Religião na Cidade - Por Paulo Mendes Pinto e Fernando Catarino
Nos últimos tempos, teve-se
conhecimento de alguns jovens portugueses, ou luso-descendentes, que se
converteram ao Islão e aderiram posteriormente ao autodenominado Estado
Islâmico (EI), deslocando-se para a Síria e Iraque a fim de se alistarem na Jihad que
proclamam, como referia em entrevista Omar, nome de conversão de um jovem
português, ao Expresso do passado dia 13.
A crescente actividade do EI tem
despertado uma enorme curiosidade por parte dos jovens europeus que, pelas mais
diversas razões, falta de trabalho digno, condições económicas, identificação
política, religiosa, se sentem vazios e sem ideais, cada vez mais desligados do
suposto Ocidente e do que ele representa.
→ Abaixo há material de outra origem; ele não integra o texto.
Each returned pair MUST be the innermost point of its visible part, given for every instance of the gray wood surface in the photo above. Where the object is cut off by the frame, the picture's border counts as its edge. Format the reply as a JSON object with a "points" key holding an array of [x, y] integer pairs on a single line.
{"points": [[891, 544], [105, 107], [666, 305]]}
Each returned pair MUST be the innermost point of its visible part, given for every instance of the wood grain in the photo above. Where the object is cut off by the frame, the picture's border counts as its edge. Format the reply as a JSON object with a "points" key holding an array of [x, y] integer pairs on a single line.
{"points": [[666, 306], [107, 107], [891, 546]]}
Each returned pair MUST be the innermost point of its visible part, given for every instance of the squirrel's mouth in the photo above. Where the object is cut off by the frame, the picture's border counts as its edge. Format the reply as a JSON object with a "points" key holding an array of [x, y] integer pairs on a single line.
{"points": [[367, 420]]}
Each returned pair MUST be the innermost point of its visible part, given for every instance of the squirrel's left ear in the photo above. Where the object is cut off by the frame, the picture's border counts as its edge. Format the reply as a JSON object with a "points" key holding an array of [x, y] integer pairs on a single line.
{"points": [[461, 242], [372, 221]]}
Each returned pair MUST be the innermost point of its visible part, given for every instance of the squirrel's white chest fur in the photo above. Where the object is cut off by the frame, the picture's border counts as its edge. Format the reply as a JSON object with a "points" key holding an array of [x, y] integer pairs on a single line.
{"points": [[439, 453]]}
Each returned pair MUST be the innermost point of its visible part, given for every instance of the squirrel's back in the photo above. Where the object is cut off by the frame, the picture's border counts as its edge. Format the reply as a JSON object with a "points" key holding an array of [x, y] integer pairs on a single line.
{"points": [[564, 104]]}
Aproveitando esse vazio identitário,
o EI tem apostado nas conversões desses jovens com a posterior ou imediata
adesão à sua Jihad, sobretudo por via das redes sociais.
Ao darem aos jovens uma causa
pela qual lutar, mais que preencher o vazio que o suposto Ocidente deixou
nascer por não dar respostas aos seus anseios e aos seus problemas, este
radicalismo pretensamente islâmico re-ligou estes jovens a um sentido que,
gostemos ou não, lhes passou a preencher a totalidade da vida.
De um momento
para o outro, os jovens passam de um “peso morto” da sociedade onde nasceram,
para elementos fundamentais numa luta contra as injustiças desse mesmo mundo
que acabam de rejeitar. Deixam de se sentir periféricos de uma Europa que
rejeitam, para renascerem centrais nesse Estado Islâmico que contra ela luta.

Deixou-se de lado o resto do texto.